Es ist ein trüber Sonntagnachmittag mitten im deutschen Sommer. Wir sitzen am gedeckten Kaffeetisch in unserem kleinen Einfamilienhaus und hören dem Wind zu, wie er die Regentropfen gegen die Scheiben der schmalen Erkerfenster peitscht. Schön ist es hier. Seit fast acht Jahren wohnen wir im Gewerbegebiet-Süd von Röderau vor den Toren der ehemaligen Stahlwerkerstadt Riesa. Der Blick von unserer Terrasse über die Mohnfelder und die Elbe auf deren Silhouette verrät aber kaum noch etwas davon. Nur noch zwei verlorene Schornsteine ragen in den wolkenbehangenen Himmel.

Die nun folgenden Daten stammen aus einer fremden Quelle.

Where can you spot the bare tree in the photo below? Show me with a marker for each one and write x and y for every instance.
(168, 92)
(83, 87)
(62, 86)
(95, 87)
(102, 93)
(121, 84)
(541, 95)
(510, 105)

Seit einigen Tagen befinde ich mich in den Semesterferien. Die Zeit der stressigen Prüfungen sind Vergangenheit und die Zeit der aktiven Erholung und der Reisen haben begonnen. Nächsten Freitag starte ich mit meinen Riesaer Freunden in den Norden nach Markgrafenheide, wo wir für eine Woche einen Bungalow auf dem ehemals größten Zeltplatz der DDR gemietet haben. Und direkt anschließend werde ich von Rostock aus mit meinen Großenhainer Kumpels in den Südosten nach Bulgarien an das Schwarze Meer abheben. Vorfreude ist die schönste Freude, und genau diese verspüre ich in diesen Tagen. Vorher muss ich allerdings in meiner zweiten Heimat Dresden, wo ich seit zwei Jahren studiere, noch einige Erledigungen besorgen, weswegen ich noch heute in die Landeshauptstadt aufbrechen werde.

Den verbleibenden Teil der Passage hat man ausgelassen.